1962 Episode of the TV play series The Largest Theatre in the World

Heart to Heart is a 1962 television play. It was written by Terence Rattigan, directed by Alvin Rakoff and starred Kenneth More.

It was the first production for The Largest Theatre in the World project. This involved a number of countries producing their own version of a television play which would be shown simultaneously.

==Premise==
A television personality, David Mann, interviews a politician.

==Production==
The script was commissioned from Rattigan. It was based on a show like Face to Face with John Freeman.

More had not appeared on television for a number of years when cast in this. His role had originally been offered to Richard Burton.

==Reception==
Critical response to the production was excellent.

According to Peter Sallis, who was in the cast "The play went out and I don't think it was ever repeated. Whether the citizens of each country appreciated the fact that it was being shown in a different language next door at the same time I don't know. The effect it had on the history of television I would think was probably very slight, but it didn't do Terence Rattigan any harm."

Lyn Lockwood of The Daily Telegraph, called it an "exciting drama". He also praised it for the performances of Ralph Richardson and Kenneth More, and it's supporting cast.

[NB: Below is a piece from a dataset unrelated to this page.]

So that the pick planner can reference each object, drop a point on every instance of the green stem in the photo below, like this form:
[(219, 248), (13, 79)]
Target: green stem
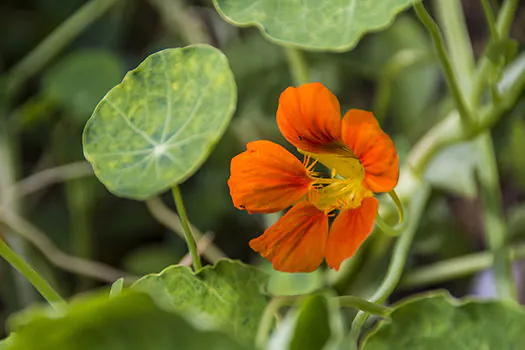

The Belfast Telegraph praised it for the production, its plot and for the performances of Kenneth More, Ralph Richardson and Peter Sallis. At the same time they also criticized it for being too focused on romantic subplots.

==DVD release==
The BBC released the play on DVD on the "Terence Rattigan Collection" which contains nine old BBC TV plays on five discs. The DVD was released on the 4 July 2011 on DVD Region 2.